Exceptions to the Rule: Governmental Extensions
We saw that the taxpayer can ask for an extension to file their return, which changes the date that the taxes were “last due.” In addition, a government taxing agency can also move the date.
This is often done to accommodate a region (or the entire nation) affected by a natural disaster, or even just a weekend or the day of the week. It can be extended by the federal government (IRS), the state tax authority, or both.
Note: the following is not intended or meant to be an exhaustive list of every due date extension for all years, but only to highlight a couple which are relevant now in 2023.
Due Date for Tax Year 2019
So, yes, the tax filing due date can also be moved by the government. We saw this during the Covid-19 pandemic.
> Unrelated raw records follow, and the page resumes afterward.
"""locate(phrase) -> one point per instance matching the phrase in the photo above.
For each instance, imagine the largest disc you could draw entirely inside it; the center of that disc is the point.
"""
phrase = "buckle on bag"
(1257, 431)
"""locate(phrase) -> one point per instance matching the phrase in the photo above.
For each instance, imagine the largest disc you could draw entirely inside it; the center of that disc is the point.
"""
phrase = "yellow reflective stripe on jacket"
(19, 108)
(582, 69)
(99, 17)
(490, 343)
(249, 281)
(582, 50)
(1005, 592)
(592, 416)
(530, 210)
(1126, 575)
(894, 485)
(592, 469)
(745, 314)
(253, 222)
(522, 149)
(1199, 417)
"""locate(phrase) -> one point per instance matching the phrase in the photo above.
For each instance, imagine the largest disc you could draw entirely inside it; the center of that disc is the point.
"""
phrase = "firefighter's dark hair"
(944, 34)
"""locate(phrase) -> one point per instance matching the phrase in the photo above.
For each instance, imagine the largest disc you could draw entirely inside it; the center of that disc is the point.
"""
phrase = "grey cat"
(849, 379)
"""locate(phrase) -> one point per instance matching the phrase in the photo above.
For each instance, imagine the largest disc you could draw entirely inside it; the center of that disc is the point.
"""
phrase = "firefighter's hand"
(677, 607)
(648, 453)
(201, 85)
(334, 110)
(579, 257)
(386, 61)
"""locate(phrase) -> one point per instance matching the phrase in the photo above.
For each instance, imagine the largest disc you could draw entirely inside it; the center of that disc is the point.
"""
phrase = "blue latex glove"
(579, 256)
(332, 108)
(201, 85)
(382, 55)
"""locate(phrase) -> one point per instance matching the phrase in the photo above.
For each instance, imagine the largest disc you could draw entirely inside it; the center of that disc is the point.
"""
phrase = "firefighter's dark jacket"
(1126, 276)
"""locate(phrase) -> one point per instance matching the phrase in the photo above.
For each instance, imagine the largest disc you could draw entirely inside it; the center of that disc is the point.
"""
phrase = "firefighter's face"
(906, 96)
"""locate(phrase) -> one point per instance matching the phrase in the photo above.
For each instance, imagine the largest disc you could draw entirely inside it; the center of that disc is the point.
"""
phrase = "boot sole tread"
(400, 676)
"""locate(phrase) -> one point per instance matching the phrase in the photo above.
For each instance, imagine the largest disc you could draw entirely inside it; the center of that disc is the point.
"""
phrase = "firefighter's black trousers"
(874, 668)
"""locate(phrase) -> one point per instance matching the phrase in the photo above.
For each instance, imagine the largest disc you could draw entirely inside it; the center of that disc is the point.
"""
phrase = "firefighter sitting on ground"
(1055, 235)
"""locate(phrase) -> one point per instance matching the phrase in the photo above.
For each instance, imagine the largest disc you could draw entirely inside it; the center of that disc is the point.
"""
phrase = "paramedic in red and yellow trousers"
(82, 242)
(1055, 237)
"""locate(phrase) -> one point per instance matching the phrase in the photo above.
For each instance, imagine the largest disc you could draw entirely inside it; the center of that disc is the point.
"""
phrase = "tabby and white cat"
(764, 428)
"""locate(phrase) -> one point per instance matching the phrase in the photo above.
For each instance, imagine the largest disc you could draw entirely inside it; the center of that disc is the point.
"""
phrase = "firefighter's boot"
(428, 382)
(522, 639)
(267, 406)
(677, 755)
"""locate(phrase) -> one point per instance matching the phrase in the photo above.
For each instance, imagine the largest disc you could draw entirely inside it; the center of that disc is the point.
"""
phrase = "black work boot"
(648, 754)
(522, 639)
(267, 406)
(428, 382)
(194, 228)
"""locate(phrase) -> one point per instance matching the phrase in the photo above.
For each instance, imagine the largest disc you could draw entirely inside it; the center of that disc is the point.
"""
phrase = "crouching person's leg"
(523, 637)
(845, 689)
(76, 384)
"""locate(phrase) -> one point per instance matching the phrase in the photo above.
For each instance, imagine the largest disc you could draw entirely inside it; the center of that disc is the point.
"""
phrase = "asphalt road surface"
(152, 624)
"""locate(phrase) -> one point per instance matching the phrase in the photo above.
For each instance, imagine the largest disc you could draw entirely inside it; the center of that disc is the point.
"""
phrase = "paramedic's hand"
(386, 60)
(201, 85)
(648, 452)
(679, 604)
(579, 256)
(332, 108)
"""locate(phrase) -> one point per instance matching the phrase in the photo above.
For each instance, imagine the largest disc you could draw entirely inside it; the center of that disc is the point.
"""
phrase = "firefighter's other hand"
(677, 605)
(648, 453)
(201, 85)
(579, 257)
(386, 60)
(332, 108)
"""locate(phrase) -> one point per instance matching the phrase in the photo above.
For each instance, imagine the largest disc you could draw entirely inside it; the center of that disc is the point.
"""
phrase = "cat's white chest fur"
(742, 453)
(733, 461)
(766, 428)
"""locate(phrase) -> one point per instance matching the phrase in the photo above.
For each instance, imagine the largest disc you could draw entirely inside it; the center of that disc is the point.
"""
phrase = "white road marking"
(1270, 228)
The tax due date deadline to file federal and state 2019 returns was extended to July 15, 2020 due to the pandemic.
As a result, filing bankruptcy on April 16, 2023 this year would likely have no effect on tax debt from tax year 2019. Why? It hasn’t been three years yet since the return, (absent extension or tolling events), was last due. At the very soonest, a bankruptcy would need to be filed on or after July 16, 2023 to qualify for the 3-year rule for tax year 2019. But again, there are other considerations to weigh that would make this date later, so ask your tax professional.
Due Date for Tax Year 2022
Locally here in California, there is another change in the tax due date. This time it affects taxes to be filed this year: tax year 2022. It hasn’t gotten much publicity, but the tax due date for Californians (state and possibly federal returns) this year’s 2022 returns is May 15, 2023 because of rain storms.
That means that in 2026, filing a bankruptcy in mid-April of that year won’t discharge tax liability for tax year 2022. At the very soonest, the bankruptcy would need to be filed after May 15, 2026, possibly later depending on other factors which push the date back even further. See your tax expert for details.